I let him pull me up, and we took off together, barrelling after the other two. Elena knew where she was headed. I did not, but I trusted her. Jack had full confidence in his ability to keep up. I did not, but if he could, I could. And Chikondi – Chikondi wasn’t much of an athlete, but I could see him savour the way he hung in the air for a fraction of a second after every wobbly step. He didn’t care where the destination was or whether he looked good getting there. If he found joy in awkwardness, then I would, too.
We ran to the top of a small hill, panting hard as we reached the crest. The desert stretched out below us – angular, crumbling, warm red, like the place that exists below a campfire.
Elena surveyed. She put her hand on Jack’s shoulder congenially; he put his hand over hers. ‘It’s beautiful,’ she said.
Chikondi and I walked panting up beside them. I leaned my helmet against his arm. He offered his hand to Elena. She took it gladly. We became a molecule, distinct components attached by natural bonds.
‘It is beautiful,’ I replied, looking out at the nothing. ‘It’s the most beautiful thing I’ve ever seen.’
The airlock hissed open and we poured ourselves inside, humming with chatter as we disrobed.
‘The canyons we saw from orbit mean water,’ Jack said. ‘There was water here, at some point.’
‘I’m not disagreeing with the geology,’ Elena said, ‘and the tidal lock is consistent with the absence of said water now.’ The temperature, she meant; any liquid water in Votum’s unfailing daylight would’ve been all too happy to evaporate. ‘What I’m wondering is how that much water lasted long enough on the surface to create canyons at all.’
Jack hrm’d as he hung his helmet. ‘Well, what if Votum didn’t start out here? What if it orbited further out, had an atmosphere, had a spin, all that good stuff, and something whacked it to where it is now?’
Elena pulled off her socks and nodded. ‘A comet, you mean.’
‘Sure, or a planet that destroyed itself in the process.’
‘That could work.’
Chikondi chimed in. ‘But is there any water left?’ he asked. ‘That’s what I want to know.’
Elena looked sceptical. ‘Not at the surface. It’s too hot. And we didn’t see any ice caps on the far side.’
Jack scratched his stubble. ‘The canyons, though,’ he mused. ‘They’re awfully deep. Could be shady enough for some little puddle to stick around. Or caves, there could be caves. I’m going to put money on caves.’
‘You don’t have any money,’ Elena said.
‘Well, if I did, I would. Calling it now: caves.’
Suits vacated, we headed for the ladder. ‘If there are caves, I’m not going into one with Ariadne again,’ Chikondi said as we climbed.
‘What?’ I laughed. ‘Why?’
‘Don’t you remember? On Mirabilis?’
I racked my brain, and laughed all the harder at the connection made. There’d been a side pocket in an old lava tube we’d explored that was just about my size, and thus, an impossible-to-resist opportunity to tuck myself inside and wait for Chikondi to walk past. ‘Oh, it was funny,’ I said. ‘You thought it was funny.’

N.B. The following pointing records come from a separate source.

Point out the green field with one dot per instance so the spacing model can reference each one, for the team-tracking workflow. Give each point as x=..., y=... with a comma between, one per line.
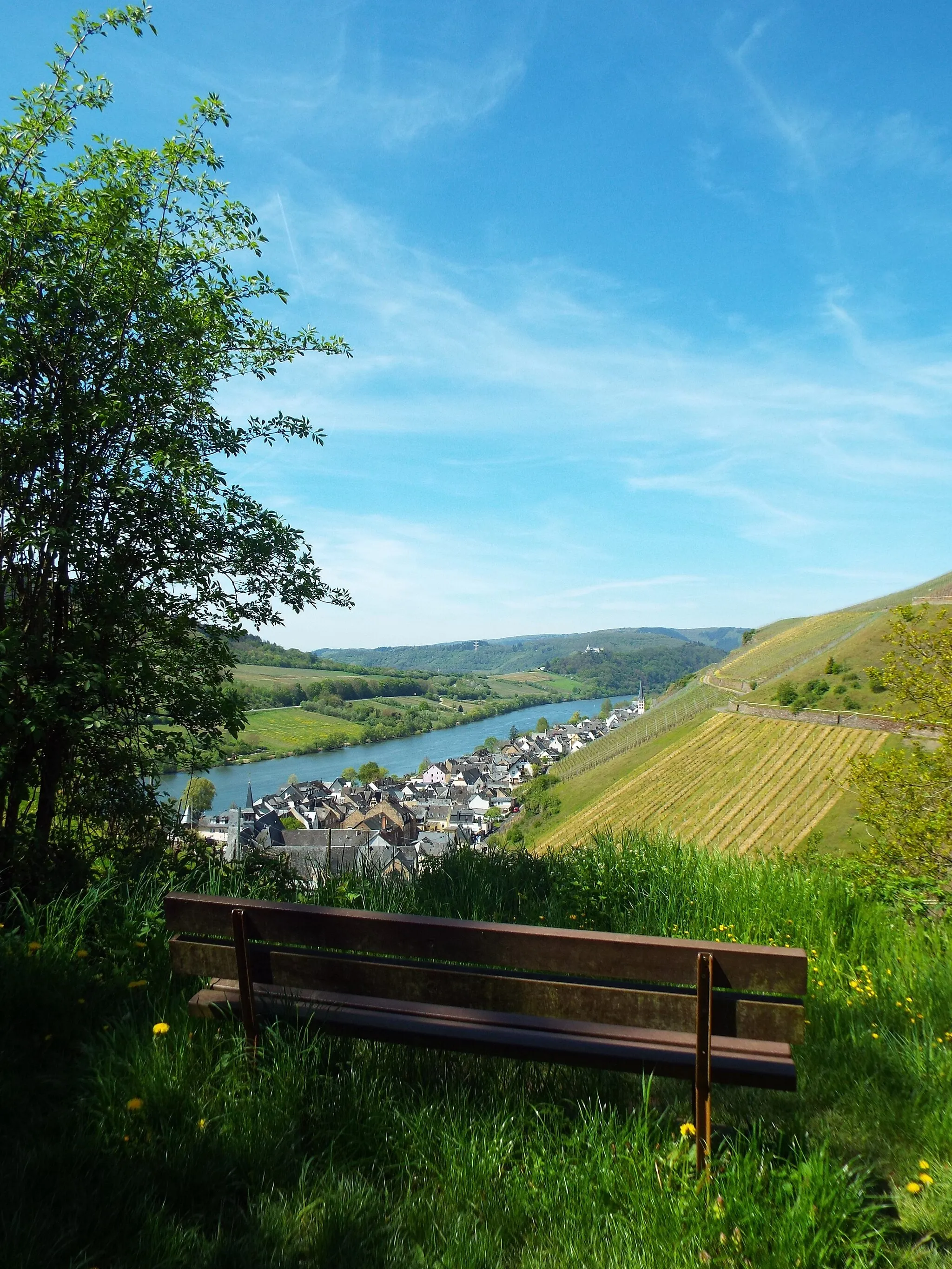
x=292, y=730
x=134, y=1150
x=733, y=782
x=526, y=682
x=280, y=677
x=774, y=656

He gave me a facetiously scolding look as we stepped off in the control room. ‘It was definitely, definitely not—’
Something in Elena’s body language made us shut right up. I followed her gaze to the comms monitor.
The download folder had a number hanging over it.
1, it read.
We circled around.
She pressed play.
The message was not from Earth itself, but the atmospheric border above. I could see my home planet beckoning in the window behind the man on camera, who floated in a room just like the one I stood in. I hadn’t realised how deeply I missed the colour green.
‘Hey, Lawki 6,’ the astronaut said. ‘This is Lawki 5.’
‘Holy shit, it’s Lei,’ Jack said. Lei Jian, he meant, one of our colleagues. We knew him – we’d studied together, been to launch parties together. He’d travelled in torpor just as we had, and like us, the years had left their mark on him. I wondered if I’d ever stop feeling shock at a face older than I remembered it.